At The Movies: Like The Spider

Venom. Worse than poison, it literally dissolves the unsuspecting prey from the inside out, leaving nothing but a dry, translucent exoskeleton. To witness it’s power, you only need to watch as a tiny spider immobilizes a much larger insect with just a few fast injections.

 In humans, anger has the same affect—like the spider’s venom, it eats it’s way from the inside out, leaving nothing but a dried, unfeeling shell of what once was. All the potential, all the dreams, all the desires—destroyed.

 “Like The Spider” from Huckabone Films is about unmanageable anger, turned inward, can destroy life, transforming a previously sane, rational, happy individual, into the human equivalent of the dried and discarded bits of prey left in a spider’s web.

Dallas (Alida Serrano), who suffered through years of abuse by her father, is now out on her own. She needs to deal with her past—to some how get over it—but she can’t. She’s become an abuser herself, hooked on the hard stuff, offering up the only thing she has—herself—to find temporary relief from that venomous anger that eats at her soul.

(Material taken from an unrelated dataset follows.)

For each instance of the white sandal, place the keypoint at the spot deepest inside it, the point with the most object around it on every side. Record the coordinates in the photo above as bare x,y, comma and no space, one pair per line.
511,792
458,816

At just 18, she’s lost the will to live, but has not the strength to die. So she seeks a professional to help her solve her problems. She meets Jock (Jon Peterson), an over the hill hit man, and tries to persuade him to take out the one person she hates the most. But it’s not that simple and what would appear to be easy solutions are complicated by others in it for themselves.



Written, produced and directed by Independent Rochester film maker, Randy Huckabone, Like The Spider was shot in Rochester, NY over eighteen days last February. The city is in hibernation. It’s bleak and cold—a fitting background as the story unfolds. As your interest and understanding of each character grows, you begin to understand their needs and desires, and hope that some how there can be happy ending—but that all depends on your point of view. It’s dark, haunting and quite revetting. And, you’ll never look at a spider the same way again.